As Steingraber talks, I notice the word faith engraved on her ring. It's a word
that carries special significance for a cancer survivor. "It's a very profound
thing when someone who has cancer has a baby," she says. "We're not used to
looking into the future very far."
But having a new baby-Faith-has changed her outlook, and given her new direction.
Earlier, in her keynote, she recalled a prenatal checkup when she had an
amniocentesis. Looking at the vial of amniotic fluid, she thought, "It's
astonishing that we all begin life within this glowing, golden liquid jewel."
When she shared this epiphany, the technician responded, "Yeah, that's baby pee."
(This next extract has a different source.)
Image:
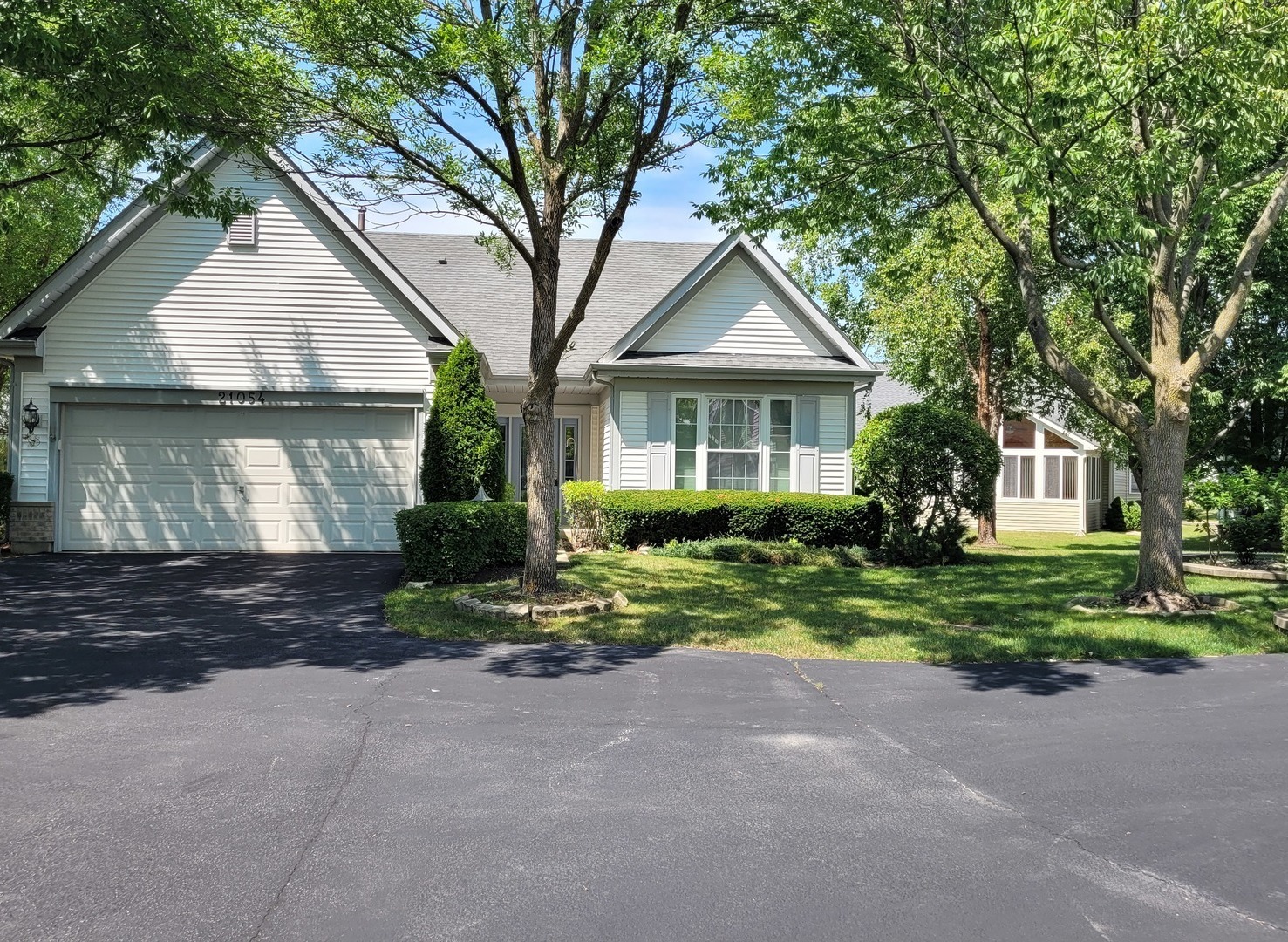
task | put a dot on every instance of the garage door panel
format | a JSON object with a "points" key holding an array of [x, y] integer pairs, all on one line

The biologist side of her brain thus roused, Steingraber began to see amniotic
fluid as the distillation of everything she ate and drank, and her own body as
"the first environment." And that's the premise of her new book, The
Ecology of Pregnancy and Childbirth.
"As a walking habitat, I know that all the contaminants that have been laid down
in my body over a lifetime are going through the placenta and through my breast
and that there's nothing I can do about that." Even if women eat very little
animal fat (where toxics tend to accumulate), she explains, studies show that it
takes at least two decades to have any effect on breast milk. But she doesn't
want to frighten women away from breast-feeding. Breast milk, which she calls a
"magical holy water kind of formula," is filled with antibodies and all sorts of
other biological potions that a baby can't get anywhere else.
Instead, Steingraber hopes her book will convince nursing mothers that the best
way to protect their babies is to keep these poisons out of the environment in
the first place. "We have to get political," she says. "We have to clean up the
outside environment to clean up the inside environment." That's the same message
Carson was trying to get across more than 35 years ago.